Like today's post - the first of four - each one
will contain three brief paragraphs like those below, each gushing about a book I finished over the first three fertile reading months of 2023. I can recommend all twelve almost without reservation. After the bell sounds on the fourth post, my book backlog should be exhausted, theoretically, and my blog can then return to its usual ratio of about one in five posts being devoted to literature. The opening triple now awaits the hungry eyes of my fellow bookworms.
1.) No One Left to Come Looking for You (2022) - Sam Lipsyte: Grabbed in a pure library drive-by, i.e., I had no prior knowledge of the book or its author, this profane, funny, and sharply written suspense novel spends a few days on the grimy edges of New York City's music scene in early 1993. Remember when our ex-tweeter-in-chief was just a smarmy real estate snake? Lipsyte does, giving Agent Orange a plausible and priceless cameo in his gritty gem.

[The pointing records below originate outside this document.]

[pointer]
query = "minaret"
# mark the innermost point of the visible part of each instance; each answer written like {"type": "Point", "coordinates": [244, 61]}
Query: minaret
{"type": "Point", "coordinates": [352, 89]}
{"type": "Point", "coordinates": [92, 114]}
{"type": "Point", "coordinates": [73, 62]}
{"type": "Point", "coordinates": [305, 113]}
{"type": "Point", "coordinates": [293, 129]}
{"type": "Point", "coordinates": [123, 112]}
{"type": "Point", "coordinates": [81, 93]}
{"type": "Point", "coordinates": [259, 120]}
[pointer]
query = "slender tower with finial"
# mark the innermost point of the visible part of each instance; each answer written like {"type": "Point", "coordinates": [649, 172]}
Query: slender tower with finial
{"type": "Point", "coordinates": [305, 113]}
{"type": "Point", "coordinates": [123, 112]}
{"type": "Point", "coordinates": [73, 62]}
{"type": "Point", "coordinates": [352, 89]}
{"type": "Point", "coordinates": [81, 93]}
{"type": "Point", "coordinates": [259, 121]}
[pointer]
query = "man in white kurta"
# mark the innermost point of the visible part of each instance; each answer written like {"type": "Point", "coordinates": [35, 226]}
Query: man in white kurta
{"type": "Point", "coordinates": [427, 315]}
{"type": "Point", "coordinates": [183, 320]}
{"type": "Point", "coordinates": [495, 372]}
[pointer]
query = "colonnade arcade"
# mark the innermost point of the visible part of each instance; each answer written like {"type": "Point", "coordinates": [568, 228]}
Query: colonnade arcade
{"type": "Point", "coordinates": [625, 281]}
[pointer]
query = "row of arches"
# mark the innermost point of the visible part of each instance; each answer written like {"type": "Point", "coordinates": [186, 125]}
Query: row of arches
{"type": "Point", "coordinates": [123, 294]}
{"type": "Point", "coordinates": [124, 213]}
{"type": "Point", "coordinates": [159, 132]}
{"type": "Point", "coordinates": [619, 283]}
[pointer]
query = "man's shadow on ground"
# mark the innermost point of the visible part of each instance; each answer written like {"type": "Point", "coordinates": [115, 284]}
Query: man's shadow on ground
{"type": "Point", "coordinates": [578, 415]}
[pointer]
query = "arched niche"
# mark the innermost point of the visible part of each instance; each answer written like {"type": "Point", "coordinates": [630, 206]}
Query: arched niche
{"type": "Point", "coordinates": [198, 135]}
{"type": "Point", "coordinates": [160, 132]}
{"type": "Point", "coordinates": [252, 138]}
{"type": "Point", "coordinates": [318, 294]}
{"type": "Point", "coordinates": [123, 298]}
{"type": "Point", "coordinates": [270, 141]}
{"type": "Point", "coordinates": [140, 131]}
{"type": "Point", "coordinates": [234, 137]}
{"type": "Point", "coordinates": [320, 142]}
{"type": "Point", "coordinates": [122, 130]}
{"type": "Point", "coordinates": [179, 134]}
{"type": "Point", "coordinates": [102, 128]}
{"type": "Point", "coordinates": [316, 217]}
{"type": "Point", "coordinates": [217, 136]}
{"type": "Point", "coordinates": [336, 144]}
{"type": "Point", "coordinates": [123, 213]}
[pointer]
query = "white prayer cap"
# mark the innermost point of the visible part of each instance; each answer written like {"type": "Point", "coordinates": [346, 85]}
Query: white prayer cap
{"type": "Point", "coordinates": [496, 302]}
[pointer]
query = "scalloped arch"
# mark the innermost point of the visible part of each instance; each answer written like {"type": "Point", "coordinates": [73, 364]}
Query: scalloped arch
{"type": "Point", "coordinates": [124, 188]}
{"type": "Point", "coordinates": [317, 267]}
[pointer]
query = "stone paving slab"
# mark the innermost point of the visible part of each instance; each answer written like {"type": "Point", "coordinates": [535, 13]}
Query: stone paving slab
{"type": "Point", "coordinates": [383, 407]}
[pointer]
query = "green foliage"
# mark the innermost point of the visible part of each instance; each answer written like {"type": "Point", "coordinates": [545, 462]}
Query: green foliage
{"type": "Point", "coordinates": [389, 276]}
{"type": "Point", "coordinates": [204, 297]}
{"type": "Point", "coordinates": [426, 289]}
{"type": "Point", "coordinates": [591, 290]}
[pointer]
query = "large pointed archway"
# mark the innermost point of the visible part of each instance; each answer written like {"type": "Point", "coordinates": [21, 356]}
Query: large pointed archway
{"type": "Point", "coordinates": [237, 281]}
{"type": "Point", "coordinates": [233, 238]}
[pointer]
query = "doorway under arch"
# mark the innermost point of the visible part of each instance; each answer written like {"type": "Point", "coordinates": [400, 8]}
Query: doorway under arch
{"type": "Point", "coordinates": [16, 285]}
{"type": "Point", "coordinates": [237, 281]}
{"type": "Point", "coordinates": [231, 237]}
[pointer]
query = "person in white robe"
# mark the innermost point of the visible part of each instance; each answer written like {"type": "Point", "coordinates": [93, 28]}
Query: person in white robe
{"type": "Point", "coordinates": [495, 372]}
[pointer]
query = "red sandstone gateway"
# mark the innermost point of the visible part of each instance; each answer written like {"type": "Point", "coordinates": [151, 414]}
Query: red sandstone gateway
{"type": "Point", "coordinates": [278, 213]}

You'll race through this, I promise.
2.) On Critical Race Theory (2022) - Victor Ray: Piece by piece, this important and timely volume takes apart all the misinformation modern-day demagogues have been feeding to their echo chambers for years about the aims of critical race theory. Tracing the long line of scholarship that preceded him, Ray painstakingly outlines why critical race theory matters and why we should care.
3.) The Sympathizer (2015) - Viet Thanh Nguyen: What is a book signaling when the sub-title on its cover states "A Novel"? The details in this harrowing tale are rendered with such precision, I find it improbable to imagine the un-named first person narrator and author as different people. In the end, this masterful meditation on memory, remorse, and the consequences of decisions made both by individuals and nations asks many questions but provides no easy answers. Take your time with this one.